Born in Ukraine in 1933, Snylyk fled with his family to Allied-occupied Germany after World War II. They lived in a displaced persons camp from 1945 to 1949, when they moved to Rochester.

Snylyk played soccer at Franklin High School and arrived at the University in 1951. Through high school and college, he also played for a club soccer team his father founded called the Rochester Ukrainians. He earned All-America soccer honors for Rochester in 1953 and 1954, one of only 55 collegiate players selected from all levels.

While a student, he was the youngest player chosen for the 1954 World Cup. But in what he called his greatest disappointment, Snylyk was ruled ineligible because he wasn’t a US citizen. A year later, he graduated from Rochester with a bachelor’s degree in political science and also gained US citizenship. And a year after that, he was named captain of the US Olympic team.

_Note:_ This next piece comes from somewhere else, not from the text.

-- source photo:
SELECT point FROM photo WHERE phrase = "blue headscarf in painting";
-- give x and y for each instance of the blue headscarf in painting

“I was aware of his greatness,” says Tim Schum ’60, who played men’s soccer and earned a place in the University’s Athletic Hall of Fame along with Snylyk. “He wasn’t a highly physical player, but he had exceptional ball control and mastery of the tactics of the game. I think his captaincy of so many national teams was because he was highly respected by teammates.”

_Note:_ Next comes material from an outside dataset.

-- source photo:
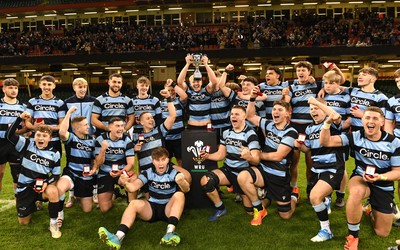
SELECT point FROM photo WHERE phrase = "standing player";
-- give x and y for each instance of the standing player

After graduating from Rochester, Snylyk headed to the University of Chicago to pursue a master’s degree in political science. While there, he played for another club soccer team, went through local and regional tryouts for the US team, then shined brightest in the game that would decide the American team: a contest between the Western and Eastern All-Stars in St. Louis. Snylyk scored the lone goal for the Western team in a 1–1 tie and was named most valuable player of the game. He was named to the Olympic team, which he called “a real thrill, of course.”

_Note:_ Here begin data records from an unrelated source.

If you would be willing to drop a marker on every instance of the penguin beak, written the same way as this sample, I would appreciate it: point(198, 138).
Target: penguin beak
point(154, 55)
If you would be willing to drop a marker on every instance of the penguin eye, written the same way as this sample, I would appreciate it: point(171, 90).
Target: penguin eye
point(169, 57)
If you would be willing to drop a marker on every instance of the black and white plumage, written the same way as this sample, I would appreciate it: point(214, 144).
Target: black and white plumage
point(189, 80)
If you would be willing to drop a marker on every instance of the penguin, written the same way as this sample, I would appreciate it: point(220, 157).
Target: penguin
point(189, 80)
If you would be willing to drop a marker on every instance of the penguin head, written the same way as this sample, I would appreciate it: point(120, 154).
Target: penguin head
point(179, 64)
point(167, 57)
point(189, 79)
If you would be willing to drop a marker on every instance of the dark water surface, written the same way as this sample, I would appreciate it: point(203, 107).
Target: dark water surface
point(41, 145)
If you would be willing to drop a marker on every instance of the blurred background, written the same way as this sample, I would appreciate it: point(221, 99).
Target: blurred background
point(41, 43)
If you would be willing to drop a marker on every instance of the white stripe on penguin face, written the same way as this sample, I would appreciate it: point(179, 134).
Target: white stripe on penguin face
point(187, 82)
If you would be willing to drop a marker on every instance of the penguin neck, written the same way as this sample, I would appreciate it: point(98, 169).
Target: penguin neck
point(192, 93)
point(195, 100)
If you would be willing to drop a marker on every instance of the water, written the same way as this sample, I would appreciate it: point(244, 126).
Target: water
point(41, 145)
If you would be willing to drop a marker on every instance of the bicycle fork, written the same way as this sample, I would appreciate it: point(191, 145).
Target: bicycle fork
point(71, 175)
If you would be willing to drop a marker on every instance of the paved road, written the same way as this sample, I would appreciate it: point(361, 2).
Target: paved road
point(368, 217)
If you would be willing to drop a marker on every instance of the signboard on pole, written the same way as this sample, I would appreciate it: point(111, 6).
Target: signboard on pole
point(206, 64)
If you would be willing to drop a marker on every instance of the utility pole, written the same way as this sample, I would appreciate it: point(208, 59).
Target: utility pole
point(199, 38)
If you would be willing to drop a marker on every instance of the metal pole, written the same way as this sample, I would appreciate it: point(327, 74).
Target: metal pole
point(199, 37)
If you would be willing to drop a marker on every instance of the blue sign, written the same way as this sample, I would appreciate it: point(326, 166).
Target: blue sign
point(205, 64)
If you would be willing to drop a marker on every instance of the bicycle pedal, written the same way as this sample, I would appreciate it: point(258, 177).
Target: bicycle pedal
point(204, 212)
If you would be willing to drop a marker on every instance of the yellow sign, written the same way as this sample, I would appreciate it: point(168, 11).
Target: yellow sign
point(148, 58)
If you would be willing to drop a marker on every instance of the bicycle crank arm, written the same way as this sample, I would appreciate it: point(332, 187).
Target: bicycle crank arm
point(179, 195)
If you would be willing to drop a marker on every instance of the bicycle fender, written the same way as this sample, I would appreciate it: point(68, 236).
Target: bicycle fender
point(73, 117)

The US team reached the quarterfinals, where it was defeated by Yugoslavia.

After the Olympics, Snylyk played for teams ranging from the Montreal Ukrainians and the Chicago Levy to the Toronto Ukrainians and the Newark Ukrainian Sitch, before retiring in 1970. At times, he would play for two teams in the same season, commuting between cities by airplane.

He served as editor of The Ukrainian Weekly newspaper from 1962 to 1980, then was editor of the Ukrainian-language newspaper Svoboda before retiring in 1988. When the Soviet Union’s government downplayed the Chernobyl nuclear accident in 1986, Ukranian-Americans in Snylyk’s community came to him, telling him that they had relatives who had perished at Chernobyl. Snylyk’s articles were read by the American press, who began calling it the disaster that it was.

Snylyk died at his home Berkeley Heights, New Jersey, in 2002. He was inducted into the University’s Athletic Hall of Fame in 2005.

“His playing career took place at a time when US soccer was dominated by recent immigrants who kept the game alive in urban areas of the country,” Schum says. “The fact that those in the metro areas thought so highly of his play is a testament to his legacy as one of the country’s elite players of his era.”